FE Today Logo

OPINION

Love for animals upholds sanctity of life

Neil Ray | December 25, 2023 00:00:00


The news that three members of an animal rescue team, while rescuing a parrot entangled with kite strings to electric wires, sustained electrocution injuries and one of them succumbed to his grievous burn in a hospital cannot help tugging at heart of anyone capable of empathising. In their 20s, all three volunteer rescuers took the trouble to go to Keraniganj for saving the life of a bird in danger and met with the deadly accident at the time they just started their rescue operation. These youths have been working for a voluntary organisation devoted to rescuing animals injured or in danger.

The news has received some attention of the media but still the single column story mostly on the inside or back page of newspapers may have escaped many readers' notice, particularly at a time when 'more pressing' news of national importance relating to election and sabotage gets the focus. Also, the majority of people who take pride in their calculative and practical sense might consider such ventures foolish and impractical. To them it is 'gharer kheye boner mosh tarano' (to work for others with no remuneration).

However, this is the labour of love and to those who have experienced the bliss, the contentment and a kind of spiritual reunion with life or soul at its indivisibility, this feeling is more precious than anything else. At a time when teenage gangs are practising unlimited cruelty and savagery, youths are growing increasingly vulnerable to drug addiction, sex abuse, perversion and other aberrations, the select band of youths like the three rescuers hold the beacon of hope and give the message that not all is lost for the nation. Their positive emotion, passion and love for animals help them connect with the wider living world or Nature.

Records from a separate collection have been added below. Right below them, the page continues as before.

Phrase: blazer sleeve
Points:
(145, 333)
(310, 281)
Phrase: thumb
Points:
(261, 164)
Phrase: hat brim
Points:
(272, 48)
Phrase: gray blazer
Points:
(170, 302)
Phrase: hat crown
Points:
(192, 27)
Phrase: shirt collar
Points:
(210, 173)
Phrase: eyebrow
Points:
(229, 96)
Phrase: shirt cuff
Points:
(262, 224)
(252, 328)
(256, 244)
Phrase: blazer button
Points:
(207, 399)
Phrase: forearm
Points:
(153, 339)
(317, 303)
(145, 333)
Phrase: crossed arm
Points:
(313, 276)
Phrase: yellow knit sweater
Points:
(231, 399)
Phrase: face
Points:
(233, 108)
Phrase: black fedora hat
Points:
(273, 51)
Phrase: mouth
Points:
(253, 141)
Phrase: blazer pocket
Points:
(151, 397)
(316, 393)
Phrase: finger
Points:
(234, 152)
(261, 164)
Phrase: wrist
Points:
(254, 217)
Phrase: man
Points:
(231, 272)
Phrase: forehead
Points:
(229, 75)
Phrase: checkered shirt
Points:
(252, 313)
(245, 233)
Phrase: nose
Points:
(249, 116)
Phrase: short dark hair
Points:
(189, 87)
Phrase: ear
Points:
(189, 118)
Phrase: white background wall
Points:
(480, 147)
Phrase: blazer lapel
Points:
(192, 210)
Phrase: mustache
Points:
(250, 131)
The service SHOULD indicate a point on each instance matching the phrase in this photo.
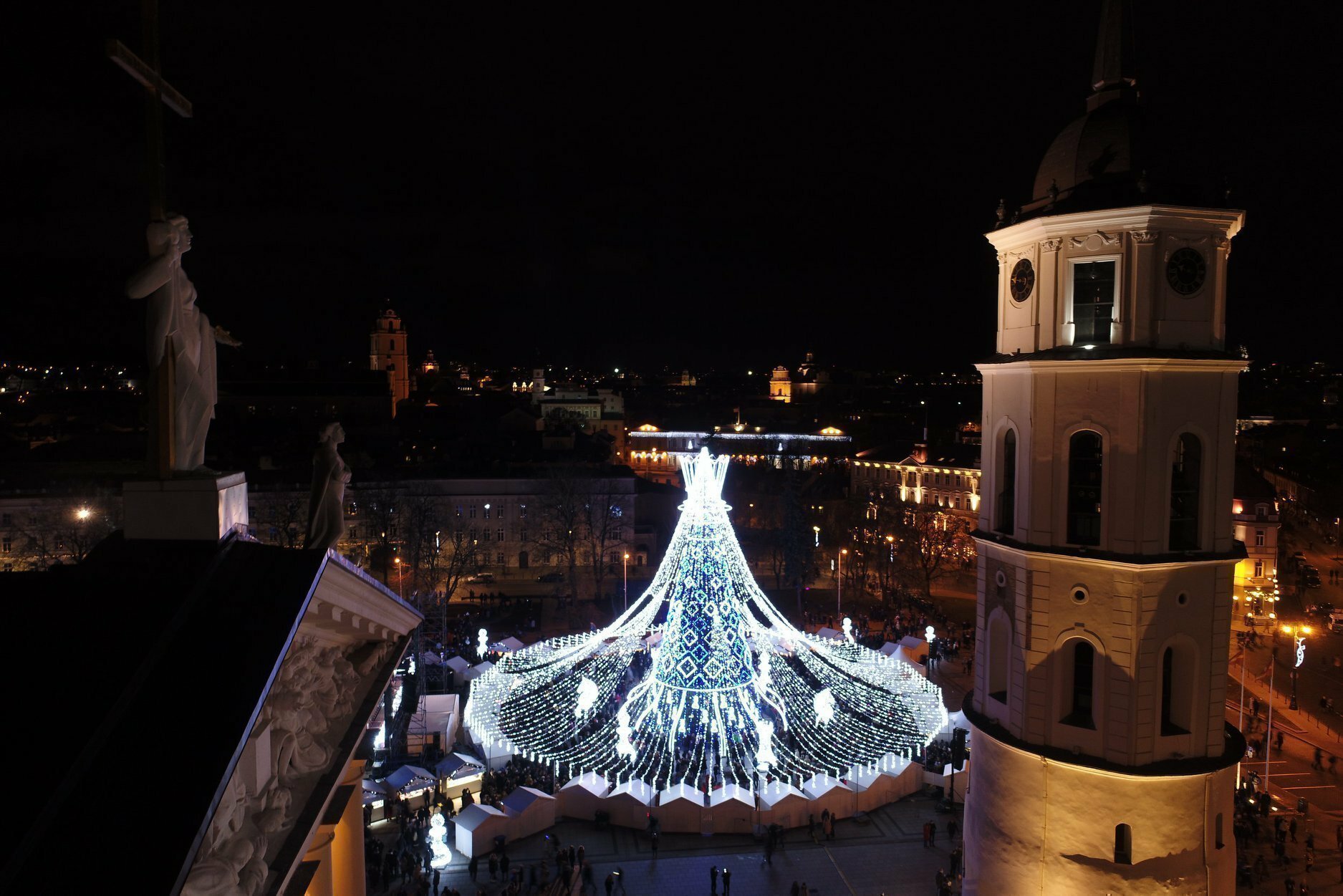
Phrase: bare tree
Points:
(933, 541)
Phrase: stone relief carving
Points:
(1091, 242)
(309, 705)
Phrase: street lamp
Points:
(839, 582)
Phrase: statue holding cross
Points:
(180, 337)
(180, 342)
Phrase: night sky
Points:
(668, 186)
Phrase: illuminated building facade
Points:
(387, 351)
(1102, 756)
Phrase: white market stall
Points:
(680, 809)
(827, 791)
(629, 804)
(458, 667)
(477, 827)
(732, 809)
(782, 804)
(529, 810)
(411, 782)
(582, 797)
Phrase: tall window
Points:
(1080, 688)
(1186, 466)
(1084, 472)
(1123, 845)
(998, 656)
(1094, 302)
(1008, 477)
(1175, 699)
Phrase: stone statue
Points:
(327, 506)
(179, 334)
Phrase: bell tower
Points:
(1102, 756)
(387, 351)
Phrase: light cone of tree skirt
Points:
(731, 692)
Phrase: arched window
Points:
(1175, 690)
(1123, 845)
(1186, 466)
(1008, 484)
(1084, 477)
(1080, 667)
(999, 647)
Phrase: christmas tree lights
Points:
(703, 681)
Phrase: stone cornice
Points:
(1115, 221)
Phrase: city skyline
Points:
(566, 191)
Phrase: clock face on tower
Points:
(1185, 271)
(1022, 280)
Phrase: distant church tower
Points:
(1102, 761)
(387, 352)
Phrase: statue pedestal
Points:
(193, 508)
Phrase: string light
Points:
(703, 679)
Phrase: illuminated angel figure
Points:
(711, 680)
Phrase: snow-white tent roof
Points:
(408, 778)
(520, 799)
(591, 782)
(680, 791)
(634, 789)
(731, 793)
(476, 814)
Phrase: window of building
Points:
(1008, 480)
(1094, 302)
(1175, 699)
(1084, 480)
(1080, 663)
(1123, 845)
(998, 657)
(1186, 466)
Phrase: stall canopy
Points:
(629, 804)
(827, 791)
(477, 827)
(582, 797)
(408, 779)
(529, 811)
(680, 809)
(733, 809)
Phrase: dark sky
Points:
(666, 186)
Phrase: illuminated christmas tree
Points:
(703, 680)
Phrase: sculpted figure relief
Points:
(327, 506)
(179, 332)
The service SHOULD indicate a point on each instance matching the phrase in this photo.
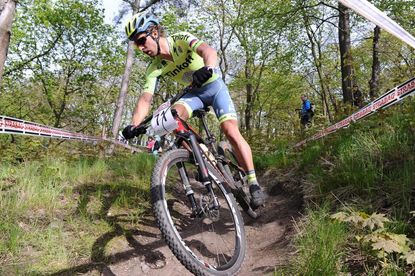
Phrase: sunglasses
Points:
(142, 40)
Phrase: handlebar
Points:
(175, 98)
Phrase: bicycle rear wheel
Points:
(241, 191)
(212, 243)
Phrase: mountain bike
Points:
(195, 188)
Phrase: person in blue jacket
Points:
(307, 112)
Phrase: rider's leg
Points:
(244, 155)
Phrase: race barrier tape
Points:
(373, 14)
(389, 98)
(9, 125)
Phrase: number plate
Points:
(163, 121)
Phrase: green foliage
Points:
(55, 211)
(389, 248)
(63, 65)
(320, 244)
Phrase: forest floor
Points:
(268, 237)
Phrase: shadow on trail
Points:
(145, 243)
(98, 259)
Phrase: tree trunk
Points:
(124, 83)
(345, 54)
(374, 81)
(249, 95)
(7, 9)
(123, 91)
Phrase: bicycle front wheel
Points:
(210, 243)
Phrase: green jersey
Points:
(182, 47)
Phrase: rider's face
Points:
(146, 43)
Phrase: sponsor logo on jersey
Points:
(180, 37)
(180, 67)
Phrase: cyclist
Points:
(307, 112)
(187, 60)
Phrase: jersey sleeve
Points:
(190, 40)
(151, 79)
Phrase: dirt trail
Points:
(268, 240)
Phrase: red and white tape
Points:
(373, 14)
(389, 98)
(9, 125)
(17, 126)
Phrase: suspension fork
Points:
(202, 167)
(186, 185)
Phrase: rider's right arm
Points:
(142, 107)
(144, 102)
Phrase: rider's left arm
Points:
(208, 54)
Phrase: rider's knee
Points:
(231, 130)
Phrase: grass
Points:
(369, 166)
(321, 245)
(57, 214)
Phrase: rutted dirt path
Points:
(144, 252)
(268, 241)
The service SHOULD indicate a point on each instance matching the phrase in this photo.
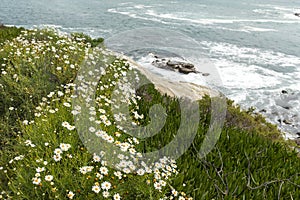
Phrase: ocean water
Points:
(254, 46)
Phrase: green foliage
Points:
(87, 39)
(8, 33)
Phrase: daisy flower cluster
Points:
(60, 155)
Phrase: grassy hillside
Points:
(42, 156)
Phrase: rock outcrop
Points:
(182, 67)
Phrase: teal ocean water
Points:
(254, 45)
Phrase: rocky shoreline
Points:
(183, 66)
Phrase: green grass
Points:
(249, 161)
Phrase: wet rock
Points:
(297, 141)
(188, 65)
(182, 67)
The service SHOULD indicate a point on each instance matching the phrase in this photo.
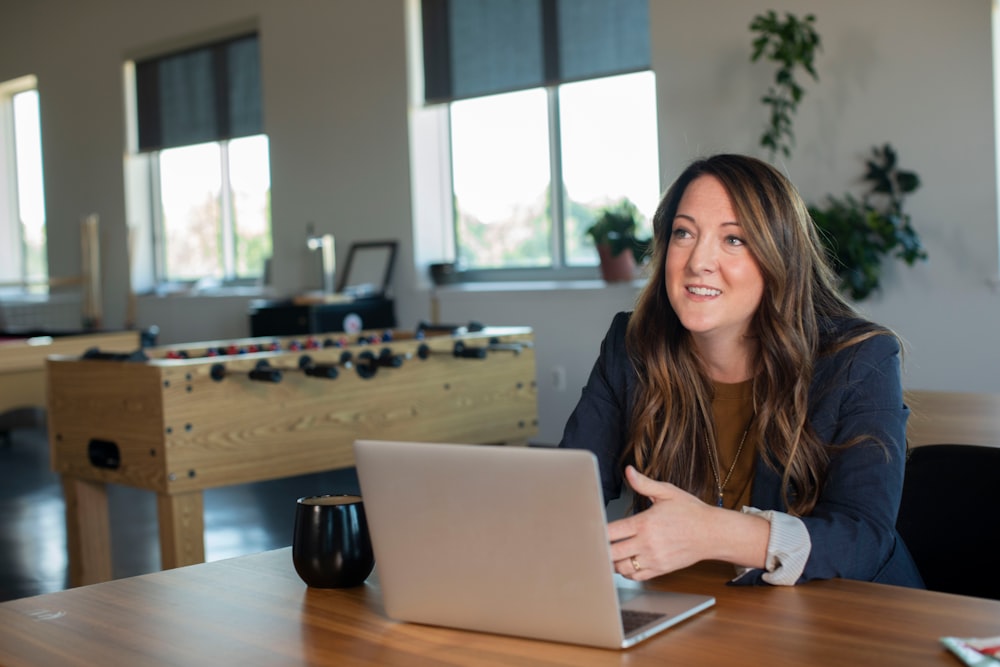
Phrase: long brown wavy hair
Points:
(672, 423)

This is important. Their greatest treasure is their souls of gold which preserve them from moral debasement and deviations. People who have a soft corner for all forms of life are the last persons to give in to wickedness and commit a violent crime. The country needs more youths like the deceased named Tashfian Atif who was in the prime of his life. It is young people like him who stand firm in their soul against the rot that is setting almost in all areas of life.

Atif and his comrades could not enlist them with the voluntary organisation RobinHood The Animal Rescuer unless they felt the inner urge, the drive from within to take care of animals in danger. But Atif's death and injuries to two others who accompanied him brings to the fore the issue of safety of the rescuers. Are they well trained for the missions they are supposed to accomplish in challenging conditions? In the Keraniganj case, reports vary but one report has it that the iron cage Atif was carrying came in contact with the electric wires somehow and caused the wires to explode into a fire.

Clearly, without training such rescue mission cannot be carried out successfully. In extreme cases like this, there is a danger to the lives of the rescuers. Death to young people like Atif is a great loss to the nation because they do not live for only themselves but for wellness of 'inferior species'. Their love and respect for life's diversity rank them a class above the ordinary materialistic and self-seeking mortals. Compared to the evil incarnations who feel no qualms about pushing a knife into the body of a fellow human being over a dispute or for serving self interests, or resorting to mass killing by raining down bombs in Gaza, they are simply angels. Just contrast their missions with the arsons and sabotage to buses and trains carried out recently putting at risk hundreds of people's lives and the rescuers' value can be realised.

There are youths who fix earthen pots to trees, rescue Himalayan vultures for treatment at veterinary hospitals. One such youth in Old Dhaka has built up a rapport with kites, one of the few species of urban birds, to feed them from his 'Chilbari' rooftop. He has been rescuing and treating injured kites for years to become a friend to them. These are the young people who can sacrifice so much – at times their own dear lives – in an attempt to save a life of another species. Firm in their conviction, they can connect to all forms of life courtesy of the elan vital.